Quality check PASSED with record count: 3


#### 4.3 Data dictionary 
Data dictionary for the data model providing a brief description of what the data is and where it came from. 

In [267]:
# use columns to verify and check each dimension and fact table
# immig_table.columns
# temp_table.columns
final_fact_table.columns

['year',
 'month',
 'city_immig',
 'i94port_immig',
 'arrival_date',
 'departure_date',
 'reason',
 'averagetemperature',
 'city',
 'country',
 'latitude',
 'longitude',
 'i94port']

#### First Dimension: Immigration Data: Us National Tourism and Trade Office 
`immig_table`: pyspark dataframe

* i94yr = 4 digit year
* i94mon = numeric month
* i94cit = 3 digit code of origin city
* i94port = 3 character code of destination USA city
* arrdate = arrival date in the USA
* i94mode = 1 digit travel code
* depdate = departure date from the USA
* i94visa = reason for immigration

#### Second Dimension: Temperature data: Kaggle 
`immig_table`: pyspark dataframe
* averagetemperature = average temperature
* city = city name
* country = country name
* latitude = latitude
* longitude = longitude
* i94port = 3 character code of destination USA city

#### Fact Table: Aggregated I94 Immigration Data and Temperature Data
`final_fact_table`: pyspark dataframe
* year = 4 digit year
* month = numeric month
* city_immig = 3 digit code of origin city
* i94port_immig = 3 character code of destination USA city
* arrival_date = arrival date in the USA
* departure_date = departure date from the USA
* reason = reason for immigration
* averagetemperature  = average temp
* city = city name
* country = country name
* latitude = latitude
* longitude = longitude
* i94port = 3 character code of destination USA city

#### Step 5: Complete Project Write Up
1. **Clearly state the rationale for the choice of tools and technologies for the project.**
* This project uses PySpark which is mainly used for processing structured and semi-structured datasets. This makes it a perfect use case for data aggregated from different formats. 

2. **Propose how often the data should be updated and why.**
* Data should be updated monthly based on the current processing in the sas data files by month. 
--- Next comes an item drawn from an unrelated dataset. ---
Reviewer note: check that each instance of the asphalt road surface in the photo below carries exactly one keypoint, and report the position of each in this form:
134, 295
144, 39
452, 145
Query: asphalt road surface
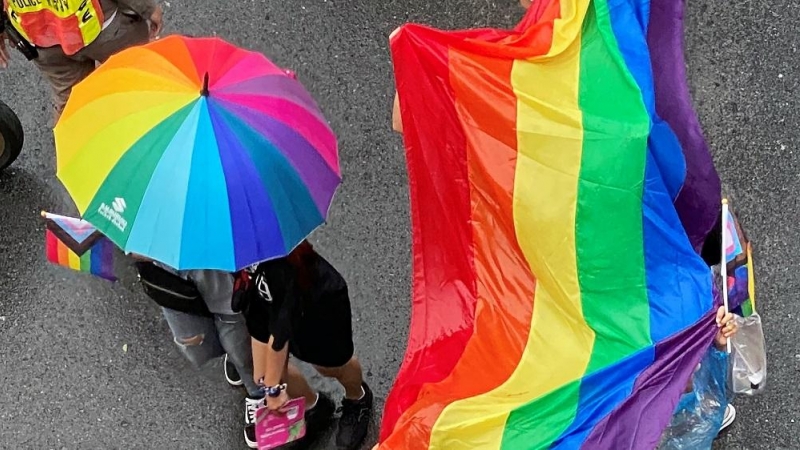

3. **Write a description of how you would approach the problem differently under the following scenarios:**
* The data was increased by 100x.
    * If the data is increased by 100x's we need to reconsider the tooling. We can still use PySpark but we could not run it locally, it would probably have to be in a cluster. 

* The data populates a dashboard that must be updated on a daily basis by 7am every day.
    * If the data is populating a dashboard on a daily basis we would need tooling that can handle time sensitive run times and not manual processing. If data is stored in S3 buckets, it can be accessed or executed with a number of tools such as Apache Airflow, SQS services, or Lambdas that can process the ETL. 

* The database needed to be accessed by 100+ people.
    * Currently files are stored as parquet files in between the processing step and at the final format. To have users access these files they would need to be stored in S3 buckets so users could use Athena or in a datalakes.